• Home
  • Logements à Genève, la pénurie s’aggrave.

Logements à Genève, la pénurie s’aggrave.

27 novembre 2009 Thierry 0 Comments

Alors que certains s’évertuent à déplorer que l’Alternative ait voté des appartements-relais dans le budget 2010 plutôt qu’une centrale téléphonique extérieure qui répond à des appels de 07 h. 00 à 19 h. 00, je dénonce la complexité  croissante des situations rencontrées par notre service communale de l’action sociale face aux difficultés du logement à Genève. 

 

Pour obtenir des résultats, l’aide sociale doit s’appuyer sur plusieurs outils dont celui du logement. Comment une personne en difficulté peut-elle faire des projets d’insertion professionnelle si elle loge dans une automobile, dans un camping, dans une cave ou plus grave dans la rue ?

 

Des résultats existent. Voir l’article posté sur mon blog en mai 2009 (ici).

 

Au niveau cantonal, les grands propriétaires immobiliers doivent être invités à développer leurs efforts. Surtout, dans une situation où le taux de vacance des logements stagne à 0.2 % !

 

 

Ils vivent en famille dans une cave sans chauffage

 

MARC GUÉNIAT

 

Ils s'entassent à quatre dans leur chambre. Leur chambre? Plutôt une cave, proche de l'insalubrité, d'environ 15?mètres carrés. Trois mètres sur cinq. Avec deux enfants, âgés de un et 3?ans, Pedro* et sa conjointe, Anne*, vivent dans l'humidité d'un sous-sol depuis trois mois.

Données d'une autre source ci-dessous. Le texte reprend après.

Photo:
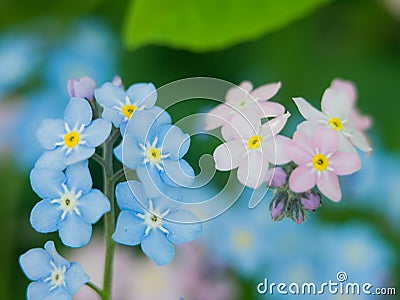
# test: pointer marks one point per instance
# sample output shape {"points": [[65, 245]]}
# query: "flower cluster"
{"points": [[150, 213], [322, 148]]}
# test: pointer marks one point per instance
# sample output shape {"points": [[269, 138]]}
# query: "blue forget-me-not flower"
{"points": [[54, 278], [152, 222], [73, 139], [69, 204]]}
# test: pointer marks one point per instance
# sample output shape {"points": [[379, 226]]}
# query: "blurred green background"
{"points": [[303, 44]]}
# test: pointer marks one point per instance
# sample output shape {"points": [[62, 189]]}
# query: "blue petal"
{"points": [[185, 228], [97, 132], [38, 290], [75, 277], [78, 112], [132, 154], [53, 159], [143, 94], [78, 177], [129, 230], [154, 185], [47, 183], [178, 171], [45, 216], [79, 153], [59, 293], [110, 95], [131, 195], [57, 258], [50, 132], [93, 206], [173, 141], [142, 126], [156, 246], [113, 115], [36, 264], [161, 116], [74, 231]]}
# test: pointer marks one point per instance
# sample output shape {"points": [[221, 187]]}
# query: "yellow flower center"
{"points": [[71, 139], [336, 124], [128, 110], [320, 162], [153, 155], [254, 142]]}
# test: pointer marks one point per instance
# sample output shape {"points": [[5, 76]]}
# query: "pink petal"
{"points": [[253, 170], [308, 111], [302, 179], [275, 125], [229, 155], [335, 104], [239, 92], [326, 139], [345, 163], [346, 87], [266, 91], [328, 184], [274, 149], [271, 109]]}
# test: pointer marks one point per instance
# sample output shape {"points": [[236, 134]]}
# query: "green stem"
{"points": [[109, 218], [96, 289]]}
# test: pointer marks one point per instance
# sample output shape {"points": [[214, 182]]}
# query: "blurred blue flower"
{"points": [[152, 222], [156, 152], [73, 139], [19, 57], [53, 277], [120, 105], [69, 204]]}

Le couple, un Dominicain et une Suissesse, a dû quitter dans l'urgence ? ce mot leur est familier ? un appartement à la fin du mois d'août. Après quelques années de sous-location non déclarée, le locataire a voulu le récupérer. Eux se sont retrouvés à la rue. Faute de mieux, une amie a bien voulu leur prêter cette «chambre».

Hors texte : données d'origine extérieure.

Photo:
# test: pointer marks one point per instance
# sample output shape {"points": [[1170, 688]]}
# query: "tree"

«Cela devait être pour deux semaines. Nous avions bon espoir que l'Office du logement nous trouve un appartement rapidement, mais ce n'est toujours pas le cas», explique Pedro. Dans l'intervalle, l'hiver s'installe peu à peu; la cave suit l'évolution de la température ambiante, et se refroidit, peu à peu. Et Pedro fait état de cet «embarras» qui le contraint d'envahir le quotidien de son amie jusqu'à ce qu'un logement soit trouvé pour lui et sa ­famille.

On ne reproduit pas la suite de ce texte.